An audiobook adaptation of "The Discarded" was included in the 2009 third volume of the short story collection The Voice From The Edge, which was narrated by Ellison. It was accompanied by The Discarded Afterword, published in 2009.

== Adaptations ==

=== Comics ===
"The Discarded" was one of several stories adapted into a comic format for the 1978 comic story collection The Illustrated Harlan Ellison. The story's pencils, inks, and colors were by Michael Whelan, while Alex Jay performed the lettering.

Of the adaptation, Ellison noted that he was not upset that the story, along with several of his others, were shortened to fit the collection as "I can’t get very upset because they were edited down. If they are diminished I suspect they were diminishable. They were capable of being diminished." He further noted that he did not see the adaptations as inferior as they would serve as a good introduction to his work for those unfamiliar.
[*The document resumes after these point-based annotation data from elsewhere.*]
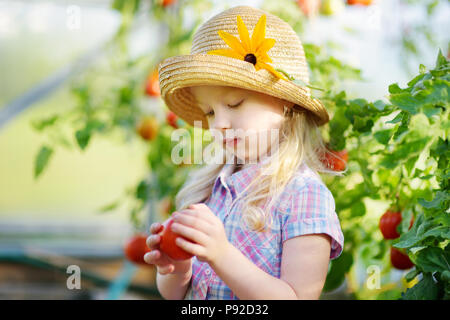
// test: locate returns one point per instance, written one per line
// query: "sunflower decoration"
(252, 50)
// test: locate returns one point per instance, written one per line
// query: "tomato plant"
(168, 244)
(395, 151)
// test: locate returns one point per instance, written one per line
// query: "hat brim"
(178, 73)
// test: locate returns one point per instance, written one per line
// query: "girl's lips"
(231, 142)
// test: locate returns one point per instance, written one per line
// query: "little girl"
(262, 226)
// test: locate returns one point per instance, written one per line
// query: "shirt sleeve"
(311, 211)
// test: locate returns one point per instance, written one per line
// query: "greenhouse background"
(50, 51)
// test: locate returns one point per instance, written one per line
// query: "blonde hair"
(300, 142)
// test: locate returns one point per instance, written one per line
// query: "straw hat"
(241, 47)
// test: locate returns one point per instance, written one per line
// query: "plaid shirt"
(306, 206)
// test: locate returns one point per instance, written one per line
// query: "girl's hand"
(197, 223)
(164, 264)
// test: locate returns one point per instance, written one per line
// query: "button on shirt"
(305, 206)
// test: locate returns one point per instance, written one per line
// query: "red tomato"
(389, 222)
(152, 86)
(167, 3)
(399, 260)
(172, 119)
(135, 248)
(336, 160)
(168, 245)
(147, 128)
(361, 2)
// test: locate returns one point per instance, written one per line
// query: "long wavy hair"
(300, 142)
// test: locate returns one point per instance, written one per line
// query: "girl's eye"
(236, 105)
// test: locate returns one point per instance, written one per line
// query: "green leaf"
(425, 289)
(411, 275)
(42, 160)
(441, 60)
(358, 209)
(109, 207)
(143, 191)
(383, 136)
(405, 102)
(433, 259)
(40, 125)
(438, 202)
(410, 163)
(403, 152)
(398, 117)
(83, 136)
(394, 88)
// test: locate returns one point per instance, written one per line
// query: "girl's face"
(254, 118)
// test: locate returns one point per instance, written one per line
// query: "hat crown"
(287, 53)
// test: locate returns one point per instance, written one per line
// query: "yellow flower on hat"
(252, 50)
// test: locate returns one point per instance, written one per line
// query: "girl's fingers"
(166, 269)
(152, 241)
(154, 257)
(190, 233)
(155, 227)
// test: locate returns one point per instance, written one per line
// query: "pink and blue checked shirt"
(306, 206)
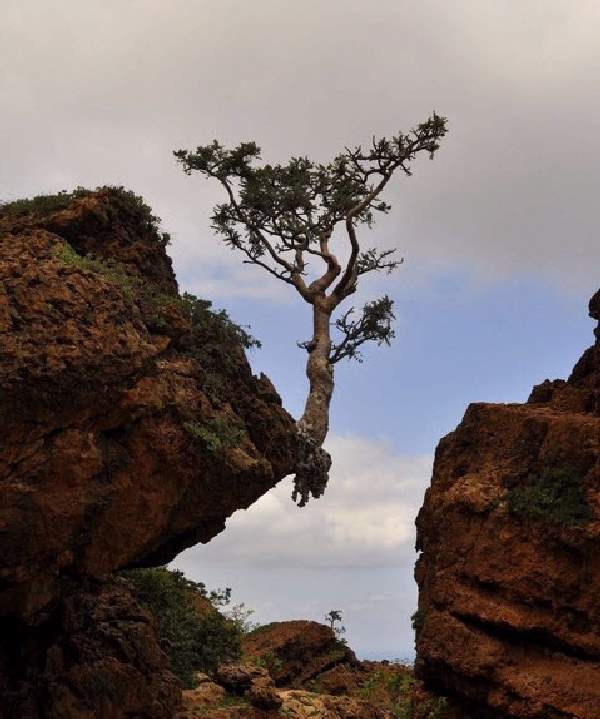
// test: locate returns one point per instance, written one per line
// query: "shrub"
(39, 203)
(556, 496)
(193, 641)
(217, 434)
(111, 270)
(215, 323)
(417, 620)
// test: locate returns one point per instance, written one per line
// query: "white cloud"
(513, 190)
(365, 519)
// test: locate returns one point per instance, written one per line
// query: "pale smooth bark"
(315, 419)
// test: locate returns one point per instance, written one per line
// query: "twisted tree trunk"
(315, 419)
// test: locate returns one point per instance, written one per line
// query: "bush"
(126, 199)
(193, 640)
(217, 434)
(556, 496)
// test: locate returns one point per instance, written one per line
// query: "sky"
(499, 232)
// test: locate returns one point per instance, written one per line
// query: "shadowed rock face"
(297, 651)
(509, 575)
(128, 431)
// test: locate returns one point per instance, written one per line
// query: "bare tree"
(282, 216)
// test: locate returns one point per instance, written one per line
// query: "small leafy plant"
(216, 434)
(194, 641)
(111, 271)
(556, 496)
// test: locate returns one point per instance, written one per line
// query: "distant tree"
(194, 640)
(282, 216)
(334, 619)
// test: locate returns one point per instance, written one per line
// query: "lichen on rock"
(104, 368)
(509, 572)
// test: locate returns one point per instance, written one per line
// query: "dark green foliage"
(374, 325)
(395, 688)
(299, 201)
(334, 619)
(119, 196)
(217, 434)
(40, 203)
(417, 620)
(193, 641)
(214, 325)
(109, 269)
(556, 496)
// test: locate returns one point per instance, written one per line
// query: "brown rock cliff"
(131, 427)
(509, 575)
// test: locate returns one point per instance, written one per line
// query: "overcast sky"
(499, 232)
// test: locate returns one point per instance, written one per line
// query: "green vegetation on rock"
(216, 434)
(556, 496)
(194, 640)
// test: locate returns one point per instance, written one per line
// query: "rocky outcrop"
(509, 575)
(97, 657)
(369, 690)
(131, 423)
(297, 651)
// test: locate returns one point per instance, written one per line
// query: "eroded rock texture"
(131, 424)
(509, 575)
(297, 651)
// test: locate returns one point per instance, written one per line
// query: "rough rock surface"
(97, 657)
(131, 423)
(297, 651)
(509, 574)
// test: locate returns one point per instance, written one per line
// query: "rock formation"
(509, 575)
(300, 670)
(132, 427)
(297, 651)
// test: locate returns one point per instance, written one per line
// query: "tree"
(282, 216)
(333, 618)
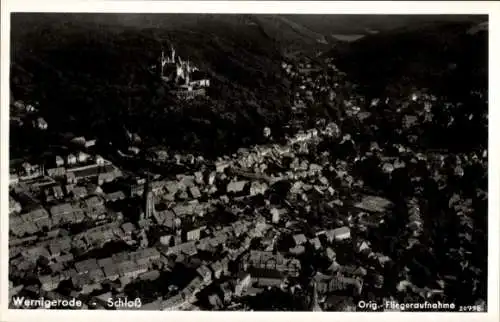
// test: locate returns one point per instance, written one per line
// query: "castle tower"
(314, 302)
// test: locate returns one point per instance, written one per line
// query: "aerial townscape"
(229, 193)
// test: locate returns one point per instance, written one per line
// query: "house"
(82, 157)
(41, 123)
(215, 301)
(145, 256)
(167, 218)
(174, 303)
(257, 188)
(373, 204)
(114, 196)
(193, 234)
(56, 172)
(99, 160)
(58, 193)
(221, 165)
(195, 192)
(50, 282)
(316, 243)
(204, 273)
(243, 281)
(96, 275)
(330, 253)
(80, 140)
(79, 192)
(90, 143)
(265, 278)
(236, 186)
(59, 161)
(86, 265)
(226, 292)
(277, 214)
(71, 159)
(300, 239)
(338, 234)
(129, 269)
(111, 272)
(217, 269)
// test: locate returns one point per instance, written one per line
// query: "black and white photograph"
(248, 162)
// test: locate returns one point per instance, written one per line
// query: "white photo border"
(288, 7)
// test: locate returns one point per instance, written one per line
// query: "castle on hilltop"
(186, 79)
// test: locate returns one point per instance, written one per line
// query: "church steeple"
(149, 205)
(314, 301)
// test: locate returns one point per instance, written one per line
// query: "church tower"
(314, 301)
(149, 205)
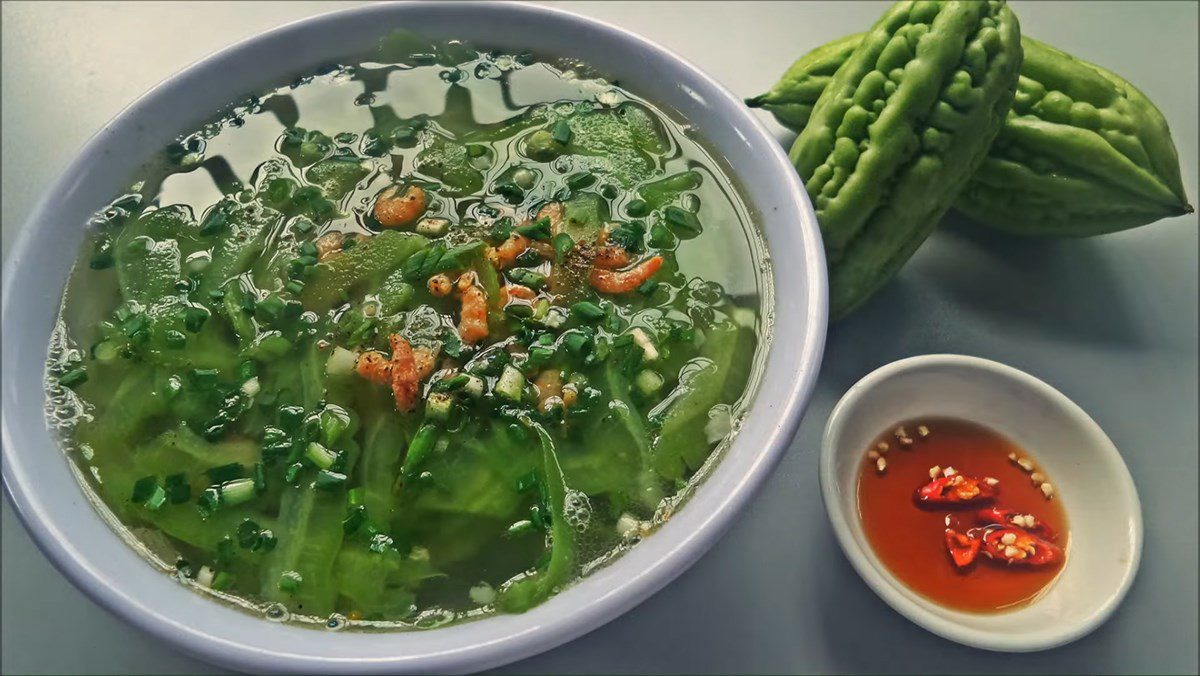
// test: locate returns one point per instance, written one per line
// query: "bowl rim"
(892, 591)
(526, 634)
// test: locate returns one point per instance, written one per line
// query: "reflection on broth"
(411, 340)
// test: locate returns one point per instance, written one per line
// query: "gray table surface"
(1113, 322)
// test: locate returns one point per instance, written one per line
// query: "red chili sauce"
(1000, 564)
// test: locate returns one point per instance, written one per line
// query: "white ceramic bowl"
(1087, 472)
(76, 539)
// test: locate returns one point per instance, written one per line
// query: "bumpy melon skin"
(1081, 153)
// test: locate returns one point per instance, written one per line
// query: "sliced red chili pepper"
(955, 490)
(1015, 546)
(1011, 518)
(963, 548)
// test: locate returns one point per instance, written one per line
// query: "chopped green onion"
(178, 489)
(661, 237)
(520, 528)
(73, 377)
(423, 443)
(195, 318)
(648, 382)
(537, 229)
(247, 532)
(214, 221)
(259, 478)
(222, 580)
(329, 480)
(576, 342)
(519, 310)
(683, 219)
(451, 383)
(525, 276)
(354, 520)
(581, 180)
(143, 489)
(341, 362)
(563, 245)
(525, 178)
(438, 406)
(334, 422)
(646, 344)
(561, 132)
(540, 356)
(432, 227)
(555, 317)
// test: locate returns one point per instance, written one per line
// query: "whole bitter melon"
(898, 131)
(1081, 153)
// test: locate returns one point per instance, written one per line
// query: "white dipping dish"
(75, 537)
(1089, 476)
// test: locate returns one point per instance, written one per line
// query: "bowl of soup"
(430, 346)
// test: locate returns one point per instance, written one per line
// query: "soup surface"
(952, 546)
(414, 339)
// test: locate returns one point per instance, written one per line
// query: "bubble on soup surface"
(336, 622)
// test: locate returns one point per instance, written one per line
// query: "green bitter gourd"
(898, 131)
The story was given a second adaptation for the second volume of Harlan Ellison's Dream Corridor, which was published in 2007 through Dark Horse Comics. Steve Rude served as the story's penciller and inker.

=== Novel ===
In a 2010 interview with Wired's Sarah Bernhardt, Ellison mentioned that he was working on a novel version of "The Discarded" that would draw upon both the original short story and the Masters of Science Fiction teleplay. He reported that he had worked on the novel from May until August 2010 and that it would be his last book.

=== Television ===
"The Discarded" has been adapted into an episode of the television series Masters of Science Fiction, which was broadcast in the US on August 25, 2007. Presented by Stephen Hawking and developed into a screenplay by Ellison and Josh Olson, the episode was directed by Jonathan Frakes and starred John Hurt and Brian Dennehy.

In a featured review for the episode SF Site noted that the acting was better than in prior episodes and praised the special effects while stating that "it is the ideas examined in "The Discarded" which really provide the show with its power." The Sun Sentinel also had praise, calling it "the most poignant, the most gracefully written and the most fully fleshed-out of the four installments". Ellison has voiced his approval of the episode, but that it "will probably be the last thing I'll write for television."

== Reception ==
The Houston Press's Jef Rouner included "The Discarded" on their list of Ellison's top ten best short stories.